Mon 15 Jan 2007
Substance
Posted by Thomas Larson under Philosophy Department Blog , Thomas Larson , Weekly Word[2] Comments
Substance
There is a kind of paradox attached to the Aristotelian notion of substance. For “substance” is distinguished from the so called “accidents,” and is said to be the true goal of our minds’ quest for knowing. As it is not one of the accidents, substance is not something sensible; no description can ever give you the substance of a thing. And yet, it’s only through the sensually observable (hence through the accidents) that the human mind can arrive at the substance of the thing. This process usually goes by the name “abstraction” – we abstract what is substantial from what is accidental in order to arrive at the essence of a thing. But accidents are essential to material substances. And some accidents are called essential properties, while the others are ‘merely accidental’. But how can we distinguish the essential properties from mere accidents without first knowing the substance? And how can we arrive at the substance of a thing without first being able to distinguish an essential property from a quality that is merely accidental?
What do we know when we know the substance of a thing? What makes us think substance can really be known at all? And if it can be known, what must the mind do to reach and articulate it with out obscuring it further?
This is the problem that led the thinkers of the scientific revolution to discard the idea of a substantial form or internal nature. If we have no access to the substance of a thing, then it is useless in the explanation of its actions and properties.
We try to use the substantial form of a thing to explain its actions. But we find that we can only describe the substantial form of a thing as a faculty, in terms of what it does. Thus our attempts at explanation will be empty or circular. Acid eats away metal because it has a corrosive nature. Glass breaks because it is brittle. (But corrosive just means “eats away things,” and brittle just means “breaks”.) So the explanation is empty: “Glass breaks because it breaks.”
The classic example of this is from Moliere’s The Imaginary Invalid, where Moliere makes fun of the medieval doctors examining a candidate who explains why opium puts you to sleep because of its dormative virtue. (The relevant passage is here.)
The moderns would be more likely to interpret what Aristotle called accidents, not as real properties of the object itself, but as potentialities of the things mechanical properties to affect things in different ways. (This, of course, is the distinction between primary and secondary properties, especially in Locke.)
Dave Banach writes: ‘We try to use the substantial form of a thing to explain its actions. But we find that we can only describe the substantial form of a thing as a faculty, in terms of what it does. Thus our attempts at explanation will be empty or circular. Acid eats away metal because it has a corrosive nature. Glass breaks because it is brittle. (But corrosive just means “eats away things,” and brittle just means “breaks”.) So the explanation is empty: “Glass breaks because it breaks.”’
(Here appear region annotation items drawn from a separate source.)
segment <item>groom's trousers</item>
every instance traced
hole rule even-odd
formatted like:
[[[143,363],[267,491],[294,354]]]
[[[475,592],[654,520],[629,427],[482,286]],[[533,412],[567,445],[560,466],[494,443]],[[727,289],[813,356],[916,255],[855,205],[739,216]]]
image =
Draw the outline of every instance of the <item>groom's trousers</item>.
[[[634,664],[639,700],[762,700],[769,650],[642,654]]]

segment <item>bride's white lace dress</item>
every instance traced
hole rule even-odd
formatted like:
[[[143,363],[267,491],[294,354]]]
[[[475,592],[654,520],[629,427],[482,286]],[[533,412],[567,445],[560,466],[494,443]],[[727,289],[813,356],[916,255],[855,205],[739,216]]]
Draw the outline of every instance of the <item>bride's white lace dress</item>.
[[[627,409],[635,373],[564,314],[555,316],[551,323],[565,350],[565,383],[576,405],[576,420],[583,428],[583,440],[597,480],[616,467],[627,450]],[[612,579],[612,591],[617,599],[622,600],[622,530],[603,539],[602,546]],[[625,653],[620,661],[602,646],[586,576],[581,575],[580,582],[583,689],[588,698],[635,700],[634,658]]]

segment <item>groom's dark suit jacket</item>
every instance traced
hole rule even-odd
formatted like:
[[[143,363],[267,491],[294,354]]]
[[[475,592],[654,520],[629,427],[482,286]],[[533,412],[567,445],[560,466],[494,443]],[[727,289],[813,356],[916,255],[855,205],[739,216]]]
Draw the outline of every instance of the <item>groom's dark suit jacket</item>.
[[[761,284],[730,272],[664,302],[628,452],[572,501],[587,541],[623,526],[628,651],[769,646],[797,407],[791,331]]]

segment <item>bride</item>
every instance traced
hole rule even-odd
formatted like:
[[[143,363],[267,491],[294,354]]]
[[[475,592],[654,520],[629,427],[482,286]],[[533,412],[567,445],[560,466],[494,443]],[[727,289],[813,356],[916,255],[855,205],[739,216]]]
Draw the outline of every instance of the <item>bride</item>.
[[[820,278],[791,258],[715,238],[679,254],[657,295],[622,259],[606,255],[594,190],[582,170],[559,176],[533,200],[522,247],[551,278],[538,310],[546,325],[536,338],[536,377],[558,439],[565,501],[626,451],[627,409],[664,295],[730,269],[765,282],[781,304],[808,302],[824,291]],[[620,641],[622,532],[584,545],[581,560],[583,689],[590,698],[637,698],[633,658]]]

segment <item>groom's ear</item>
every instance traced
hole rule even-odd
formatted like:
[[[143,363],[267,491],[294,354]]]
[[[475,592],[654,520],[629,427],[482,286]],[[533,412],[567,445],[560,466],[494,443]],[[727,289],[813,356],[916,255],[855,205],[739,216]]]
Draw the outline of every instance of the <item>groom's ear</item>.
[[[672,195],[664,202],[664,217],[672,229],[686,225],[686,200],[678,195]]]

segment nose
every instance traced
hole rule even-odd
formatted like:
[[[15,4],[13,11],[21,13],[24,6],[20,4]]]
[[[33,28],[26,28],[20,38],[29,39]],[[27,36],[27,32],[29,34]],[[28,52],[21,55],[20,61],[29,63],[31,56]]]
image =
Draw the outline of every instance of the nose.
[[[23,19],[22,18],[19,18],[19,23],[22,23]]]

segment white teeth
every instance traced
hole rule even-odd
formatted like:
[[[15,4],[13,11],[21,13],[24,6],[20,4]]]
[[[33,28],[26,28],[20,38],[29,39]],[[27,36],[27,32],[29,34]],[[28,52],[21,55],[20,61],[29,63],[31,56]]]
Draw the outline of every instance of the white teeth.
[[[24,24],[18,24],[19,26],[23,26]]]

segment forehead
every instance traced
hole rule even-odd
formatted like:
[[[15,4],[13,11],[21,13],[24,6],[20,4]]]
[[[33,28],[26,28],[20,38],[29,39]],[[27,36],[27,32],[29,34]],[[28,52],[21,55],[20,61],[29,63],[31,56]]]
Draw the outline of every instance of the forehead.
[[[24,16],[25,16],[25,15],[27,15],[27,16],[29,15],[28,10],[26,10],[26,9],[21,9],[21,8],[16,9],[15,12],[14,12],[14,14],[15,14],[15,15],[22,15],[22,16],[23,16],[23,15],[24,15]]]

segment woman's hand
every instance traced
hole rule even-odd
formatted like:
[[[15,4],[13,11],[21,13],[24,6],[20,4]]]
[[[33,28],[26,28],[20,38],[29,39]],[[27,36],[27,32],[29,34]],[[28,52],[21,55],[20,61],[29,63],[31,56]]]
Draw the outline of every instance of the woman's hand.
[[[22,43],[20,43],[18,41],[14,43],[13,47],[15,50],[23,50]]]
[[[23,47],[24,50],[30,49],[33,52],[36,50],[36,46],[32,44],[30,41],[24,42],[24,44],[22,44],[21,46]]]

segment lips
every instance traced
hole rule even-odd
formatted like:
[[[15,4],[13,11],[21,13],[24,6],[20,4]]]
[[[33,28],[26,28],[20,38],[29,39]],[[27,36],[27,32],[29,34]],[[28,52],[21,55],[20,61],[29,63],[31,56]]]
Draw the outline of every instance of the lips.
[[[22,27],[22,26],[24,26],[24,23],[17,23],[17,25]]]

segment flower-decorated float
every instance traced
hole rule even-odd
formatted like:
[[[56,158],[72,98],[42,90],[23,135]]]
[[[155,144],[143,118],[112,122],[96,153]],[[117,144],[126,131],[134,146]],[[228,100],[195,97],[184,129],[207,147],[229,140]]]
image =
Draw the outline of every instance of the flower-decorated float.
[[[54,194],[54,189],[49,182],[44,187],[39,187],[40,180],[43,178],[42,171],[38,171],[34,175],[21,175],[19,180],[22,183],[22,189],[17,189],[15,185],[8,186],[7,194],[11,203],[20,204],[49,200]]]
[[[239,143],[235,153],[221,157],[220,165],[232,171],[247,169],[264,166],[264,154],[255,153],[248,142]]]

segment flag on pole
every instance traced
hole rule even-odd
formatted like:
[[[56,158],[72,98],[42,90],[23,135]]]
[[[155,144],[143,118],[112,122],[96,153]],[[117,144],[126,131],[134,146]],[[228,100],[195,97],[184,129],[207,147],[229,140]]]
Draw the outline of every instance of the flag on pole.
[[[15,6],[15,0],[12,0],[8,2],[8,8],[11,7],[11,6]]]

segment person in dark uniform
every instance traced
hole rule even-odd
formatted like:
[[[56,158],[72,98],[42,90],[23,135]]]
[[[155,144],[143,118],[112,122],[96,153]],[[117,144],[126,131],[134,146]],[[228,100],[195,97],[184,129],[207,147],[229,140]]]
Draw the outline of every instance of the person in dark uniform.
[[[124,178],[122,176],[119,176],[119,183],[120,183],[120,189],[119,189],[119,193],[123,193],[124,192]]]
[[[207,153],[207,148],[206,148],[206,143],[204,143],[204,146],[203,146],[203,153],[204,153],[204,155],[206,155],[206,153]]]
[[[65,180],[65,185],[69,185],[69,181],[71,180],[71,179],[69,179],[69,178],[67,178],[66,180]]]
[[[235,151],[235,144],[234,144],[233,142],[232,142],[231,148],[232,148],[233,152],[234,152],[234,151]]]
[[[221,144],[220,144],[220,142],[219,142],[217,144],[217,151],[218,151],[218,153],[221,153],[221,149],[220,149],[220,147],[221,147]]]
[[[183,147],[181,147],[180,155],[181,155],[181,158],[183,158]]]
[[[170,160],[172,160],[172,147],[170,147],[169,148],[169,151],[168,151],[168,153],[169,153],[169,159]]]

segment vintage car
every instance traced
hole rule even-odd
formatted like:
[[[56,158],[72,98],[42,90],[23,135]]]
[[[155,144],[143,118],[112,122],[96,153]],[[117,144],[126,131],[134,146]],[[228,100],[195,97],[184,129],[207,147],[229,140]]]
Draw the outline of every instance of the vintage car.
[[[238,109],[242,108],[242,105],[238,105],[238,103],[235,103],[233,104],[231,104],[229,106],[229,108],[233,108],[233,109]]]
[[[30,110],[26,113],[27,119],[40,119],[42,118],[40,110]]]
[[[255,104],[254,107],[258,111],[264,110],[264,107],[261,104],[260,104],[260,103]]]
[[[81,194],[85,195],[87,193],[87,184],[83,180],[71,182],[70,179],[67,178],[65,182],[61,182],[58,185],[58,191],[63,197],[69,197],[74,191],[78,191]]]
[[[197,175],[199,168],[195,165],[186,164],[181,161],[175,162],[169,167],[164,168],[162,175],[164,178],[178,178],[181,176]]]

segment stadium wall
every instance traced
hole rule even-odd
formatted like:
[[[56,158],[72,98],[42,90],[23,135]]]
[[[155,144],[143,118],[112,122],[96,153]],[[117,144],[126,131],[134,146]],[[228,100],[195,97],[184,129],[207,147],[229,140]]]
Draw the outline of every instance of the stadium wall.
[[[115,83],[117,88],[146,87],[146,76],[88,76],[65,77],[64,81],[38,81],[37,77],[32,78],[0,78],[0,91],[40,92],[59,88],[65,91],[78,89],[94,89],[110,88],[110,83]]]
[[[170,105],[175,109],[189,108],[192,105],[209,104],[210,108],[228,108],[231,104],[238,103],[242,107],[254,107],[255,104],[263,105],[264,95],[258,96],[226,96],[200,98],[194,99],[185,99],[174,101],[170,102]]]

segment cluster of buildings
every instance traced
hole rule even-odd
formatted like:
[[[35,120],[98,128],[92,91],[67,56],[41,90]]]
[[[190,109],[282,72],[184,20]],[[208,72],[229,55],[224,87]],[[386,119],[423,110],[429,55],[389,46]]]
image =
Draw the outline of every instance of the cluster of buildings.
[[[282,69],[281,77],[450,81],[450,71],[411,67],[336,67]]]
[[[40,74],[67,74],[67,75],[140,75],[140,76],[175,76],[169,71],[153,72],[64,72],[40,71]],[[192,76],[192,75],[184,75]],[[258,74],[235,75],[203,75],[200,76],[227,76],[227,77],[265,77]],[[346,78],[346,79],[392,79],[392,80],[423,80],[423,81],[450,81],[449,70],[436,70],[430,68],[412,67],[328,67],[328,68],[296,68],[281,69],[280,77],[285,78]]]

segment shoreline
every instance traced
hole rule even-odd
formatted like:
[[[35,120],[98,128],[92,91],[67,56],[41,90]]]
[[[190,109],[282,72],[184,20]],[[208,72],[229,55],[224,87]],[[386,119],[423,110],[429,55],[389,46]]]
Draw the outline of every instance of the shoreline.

For Thomists and Aristotelians, substantial form is taken as a cause that explains certain kinds of effects. It is not an efficient cause — so it’s not a mechanical force. One arrives at the notion of a substantial form by observing radically different kinds of behaviors in material bodies. Aristotle might say — consider the different behaviors of electrons and protons; both are bundles of material energy, but that energy manifests itself in radically different ways. How does one account for the radically different properties manifested in material bodies? Aristotle thought the best explanation was that the material (source of active and passive potencies) was ordered in fundamentally different ways — this order is itself the explanation; order = form.
But why not say its all a bundle of accidental forms. Why a single substantial form. I think the answer is that complex bodies manifest a regular coherence — a intelligible unity amidst the multiplicity. If this is so, there must be a cause of the complex coherence. A multiplicity of accidental forms does not explain fundamental, intelligible coherence. Substantial form — an ordering of the body’s many aspects towards integrity — does.